The stipulations for these visas differ depending on which country you are coming from, but those coming from the U.S. or Canada that want to live abroad in Chile don’t have to complete the background check.
Chile offers a first-world standard of living thanks to its booming economy. This also makes it an attractive country for international investing. It’s modern and safe, which makes it a solid location choice for many expats, and it has low poverty and a thriving middle class.
The cost of living isn’t as cheap as some other countries in Latin America, but it’s still very affordable:
- Monthly rent can range from $441 to $727 in areas of normal cost, but these can increase in the more expensive areas, like the city-centers.
- A basic dinner for two costs around $30, and a high end dinner for two can cost around $50.

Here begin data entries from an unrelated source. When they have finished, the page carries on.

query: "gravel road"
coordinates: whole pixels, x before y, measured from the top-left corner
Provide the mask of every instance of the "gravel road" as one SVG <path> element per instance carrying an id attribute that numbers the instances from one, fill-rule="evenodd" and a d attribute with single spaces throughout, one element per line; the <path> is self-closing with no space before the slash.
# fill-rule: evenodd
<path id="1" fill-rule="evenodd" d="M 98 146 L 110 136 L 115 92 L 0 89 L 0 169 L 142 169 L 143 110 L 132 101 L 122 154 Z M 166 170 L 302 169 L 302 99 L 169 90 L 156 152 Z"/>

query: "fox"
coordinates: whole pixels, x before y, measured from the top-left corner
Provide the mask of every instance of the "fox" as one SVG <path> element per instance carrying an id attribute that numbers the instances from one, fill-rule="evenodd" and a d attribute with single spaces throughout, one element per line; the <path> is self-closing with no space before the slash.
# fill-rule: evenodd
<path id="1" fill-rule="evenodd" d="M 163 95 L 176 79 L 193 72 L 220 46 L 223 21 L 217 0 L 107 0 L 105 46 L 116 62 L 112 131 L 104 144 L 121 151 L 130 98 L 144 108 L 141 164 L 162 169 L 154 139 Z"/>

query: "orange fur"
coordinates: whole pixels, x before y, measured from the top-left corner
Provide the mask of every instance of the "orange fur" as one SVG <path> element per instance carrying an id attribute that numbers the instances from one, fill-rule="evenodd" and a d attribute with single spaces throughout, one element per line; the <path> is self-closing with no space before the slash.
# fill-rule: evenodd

- Most grocery items fall at or below the $4 mark. For example, a liter of milk costs about $1.21. Groceries in local markets such as local fruits and vegetables can be even cheaper.
Landscape and Climate
Chile’s climate offers something for every type of expat looking to move abroad – like mountains and snow? Head for the sparsely populated Andes and spend your days on the slopes. Prefer pristine beaches and warm coastal weather? Chile’s got you covered there, too!
Most of the population of Chile resides in the larger cities near the coasts, where the country actually offers all four seasons. Another reason why expats love it here is because the seasons are opposite of those in the United States, so winter here is summer there. You can switch back and forth based on your own preferences!
Chile is an attractive destination for those looking for a high standard of life in a country rich with culture and opportunities for adventure. It hosts every type of climate, all four seasons, and modern amenities at every turn. It even has some of the best healthcare in the world! If you’re looking to retire abroad, Chile might be the place for you.